Academics from Northwestern Polytechnical University in China have developed sensors capable of using human movements to power wearable technology devices including smartwatches and fitness trackers.

The work, supported by Richard Fu, a professor from Northumbria University in the UK, harnesses power from movements such as bending, twisting and stretching.

Self-powered pressure sensors are one of the key components used in these smart electronic devices, which are growing in popularity. The sensors can operate without the need for external power supplies.

Detecting health conditions and measuring performance in sport are among the potential uses for these types of sensors. As a result, they are the focus of research and development, but remain difficult to produce with the performance sensing, flexibility and sufficient level of power needed for wearable technology.

A research paper published in the international scientific journal Advanced Science describes how the team led by Weizheng Yuan, Honglong Chang and Kai Tao from Northwestern Polytechnical University (NPU), has worked with Fu to develop the technology.

Their method involves using materials with pre-patterned pyramid shapes to create friction against the silicone polymer known as polydimethylsiloxane or PDMS. This friction generates a self-powering effect, or triboelectricity, which can enhance the energy available to power a wearable device.

“This results in a self-powered tactile sensor with wide environmental tolerance and excellent sensing performance, and it can detect subtle pressure changes by measuring the variations of triboelectric output signal without an external power supply,” said Tao. “The sensor design has been tested and is capable of controlling electrical appliances and robotic hands by simulating human finger gestures, confirming its potential for use in wearable technology.”

Fu added: “This self-powered sensor based on hydrogels has a simple fabrication process, but with a superb flexibility, good transparency, fast response and high stability.”

The research is supported by the Royal Society International Exchange Project. NPU is one of Northumbria University’s key international strategy partners. Fu, with a key research area in smart materials and microsystems, has been working with collaborators in NPU for a number of years.

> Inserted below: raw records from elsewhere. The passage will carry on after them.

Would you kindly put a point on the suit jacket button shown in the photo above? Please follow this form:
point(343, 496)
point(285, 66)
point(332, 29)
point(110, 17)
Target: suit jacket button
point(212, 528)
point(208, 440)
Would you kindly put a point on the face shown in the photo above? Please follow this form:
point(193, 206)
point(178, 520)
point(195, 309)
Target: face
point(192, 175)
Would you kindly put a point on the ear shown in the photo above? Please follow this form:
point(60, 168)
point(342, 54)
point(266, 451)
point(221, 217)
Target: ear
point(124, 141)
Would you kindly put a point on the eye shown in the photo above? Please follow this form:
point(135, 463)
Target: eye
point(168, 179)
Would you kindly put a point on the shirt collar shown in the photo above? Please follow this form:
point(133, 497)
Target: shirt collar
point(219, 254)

Honglong Chang, dean of the School of Mechanical Engineering at NPU, said Northumbria University was one of their most important international partners.

“One of our important tasks this year is to further promote the cooperative relationship with Northumbria University,” he said. “We are organising NU-NPU bilateral academic forums this year, and we look forward to establishing strong collaborations in various research areas with Northumbria University.”

Jon Reast, pro vice-chancellor (international) at Northumbria University, said he was delighted with the success of the partnership with NPU. “It’s fantastic that this research collaboration is proving successful and producing such ground-breaking work,” he said. “We work closely with more than 500 partner universities, colleges and schools across the world. Within these, NPU is one of a set of extremely high-quality research-led university partners. The relationship with NPU includes researchers within smart materials engineering as well as smart design and is producing some truly excellent, impactful research in both areas.”